Australia's West Papuan refugee community and supporters of refugee rights will hold a protest rally outside the Department of Immigration and Citizenship on Monday from 8 am till 5 pm against the department's decision to deport seven West Papuan asylum seekers to Papua New Guinea, in spite of well grounded fears of their continued persecution.
A group of asylum seekers fled Merauke after being hunted by Indonesian security forces for their participation in a ceremonial handover of sacred water and ashes from Indigenous Australian elders as part of the Freedom Flotilla to West Papua.
The press released added that the group fled to Australia to seek asylum. However, authorities in Australia refused the group legal representation. The group was huddled onboard an aircraft and told that they would be deported to Port Moresby.
The asylum seekers are now detained by Papua New Guinea (PNG) immigration, where fears have been expressed for their safety, due to discrimination and persecution suffered by West Papuan refugees at the hands of PNG authorities, the release alleged.
Although, PNG is a signatory to the Refugee Convention, the release said, it has been denying refugees their rights. West Papuan refugees, many of whom have been living in PNG since the early 1980's, have not been granted citizenship rights. Many live in squalid conditions without access to land or employment, the release added.
The release also said, PNG military and police have carried out attacks on West Papuan refugee communities there.
In 2011 during Special Operation Sunset Merona refugee houses and gardens were burnt by the military.
"They came at night, and burnt down all of their houses and possessions, and destroyed their gardens," said David Fedele, independent documentary filmmaker who was witness to tragedy.
The release also quoted Western District Police Chief Silver Sika telling NBC News that anyone raising the West Papuan Morning Star flag would be arrested.
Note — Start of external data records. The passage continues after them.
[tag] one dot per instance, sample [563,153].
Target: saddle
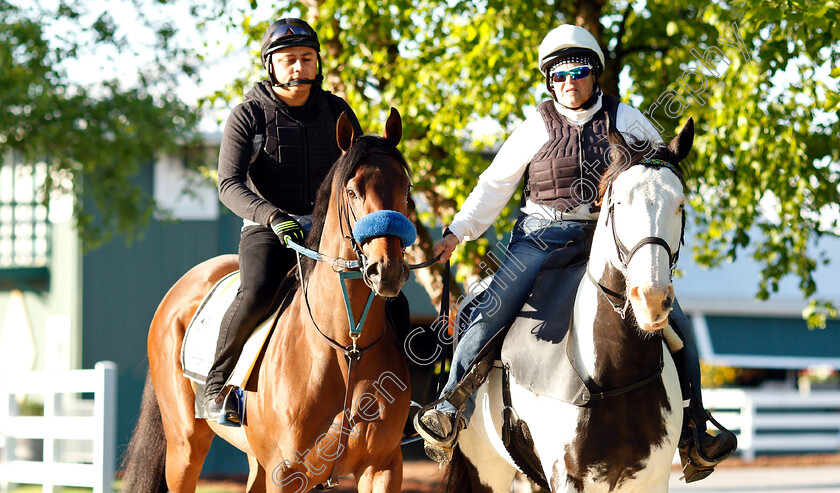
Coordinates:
[199,346]
[542,325]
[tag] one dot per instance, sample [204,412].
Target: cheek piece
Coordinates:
[385,223]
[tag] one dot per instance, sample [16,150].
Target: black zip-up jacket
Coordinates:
[295,148]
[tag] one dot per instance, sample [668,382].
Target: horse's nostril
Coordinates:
[372,271]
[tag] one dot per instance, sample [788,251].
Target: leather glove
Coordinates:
[284,226]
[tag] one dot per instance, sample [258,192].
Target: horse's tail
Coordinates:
[143,466]
[456,479]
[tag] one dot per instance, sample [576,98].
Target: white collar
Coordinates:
[581,116]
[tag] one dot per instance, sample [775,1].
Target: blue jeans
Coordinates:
[532,239]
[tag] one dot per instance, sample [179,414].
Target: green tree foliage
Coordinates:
[98,135]
[765,162]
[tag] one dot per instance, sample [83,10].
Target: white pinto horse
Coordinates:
[613,443]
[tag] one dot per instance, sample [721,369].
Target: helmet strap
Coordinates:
[316,81]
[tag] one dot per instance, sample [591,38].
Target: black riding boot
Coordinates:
[441,430]
[700,452]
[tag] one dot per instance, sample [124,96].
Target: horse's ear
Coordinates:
[681,145]
[393,127]
[344,132]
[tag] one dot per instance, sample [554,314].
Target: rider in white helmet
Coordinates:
[560,153]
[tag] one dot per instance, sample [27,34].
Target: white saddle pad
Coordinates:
[199,347]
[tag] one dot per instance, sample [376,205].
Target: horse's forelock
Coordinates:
[340,173]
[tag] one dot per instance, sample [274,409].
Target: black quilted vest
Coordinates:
[295,158]
[566,171]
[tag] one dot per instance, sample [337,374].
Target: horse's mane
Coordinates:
[339,174]
[623,157]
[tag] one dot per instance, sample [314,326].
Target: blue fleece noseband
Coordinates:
[385,223]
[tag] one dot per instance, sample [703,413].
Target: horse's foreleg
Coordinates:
[382,478]
[184,457]
[256,476]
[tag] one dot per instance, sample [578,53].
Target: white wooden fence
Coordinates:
[54,425]
[778,421]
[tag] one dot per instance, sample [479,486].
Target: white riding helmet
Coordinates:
[567,39]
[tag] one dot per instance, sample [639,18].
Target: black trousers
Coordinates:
[691,363]
[263,263]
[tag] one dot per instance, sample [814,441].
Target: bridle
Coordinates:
[353,269]
[626,254]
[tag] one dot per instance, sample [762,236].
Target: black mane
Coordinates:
[623,157]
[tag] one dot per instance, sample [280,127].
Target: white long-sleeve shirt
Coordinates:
[499,181]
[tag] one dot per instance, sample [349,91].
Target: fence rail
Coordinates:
[778,420]
[53,427]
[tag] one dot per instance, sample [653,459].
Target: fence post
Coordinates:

The group says this is a clear threat to curtail the democratic rights of West Papuans living in PNG.
Freedom Flotilla spokesperson Ruben Blake observed "the deportation of these latest West Papuan asylum seekers is a cruel, cynical, inhumane and illegal action."
"The Australian Government is doing everything it can to avoid addressing human rights abuses in West Papua while Tony Abbott is in Indonesia seeking collaboration with his government's own abuses of refugees."
"Their speedy deportation was to avoid the courts having to process an asylum claim, which would have once again recognized persecution of West Papuans in Indonesia, as was the case when the 43 West Papuan asylum seekers arrived here in 2006. That would have been more than a 'passing irritant' to Tony Abbott, whose government is complicit in human rights abuses against West Papuans," he said.
The Australian Government's offshore processing arrangements in PNG are already under constitutional challenge in the High Court, the release added.
Freedom Flotilla organiser Ronny Kareni said, "The long history of widespread human rights abuses against West Papuans is well documented.
"The crackdown against welcoming ceremonies for the arrival of the sacred water and ashes, delivered by the Freedom Flotilla to West Papua, with four people charged with treason, and many more now in hiding, make it clear that there is still no space for cultural or political expression in West Papua," he said.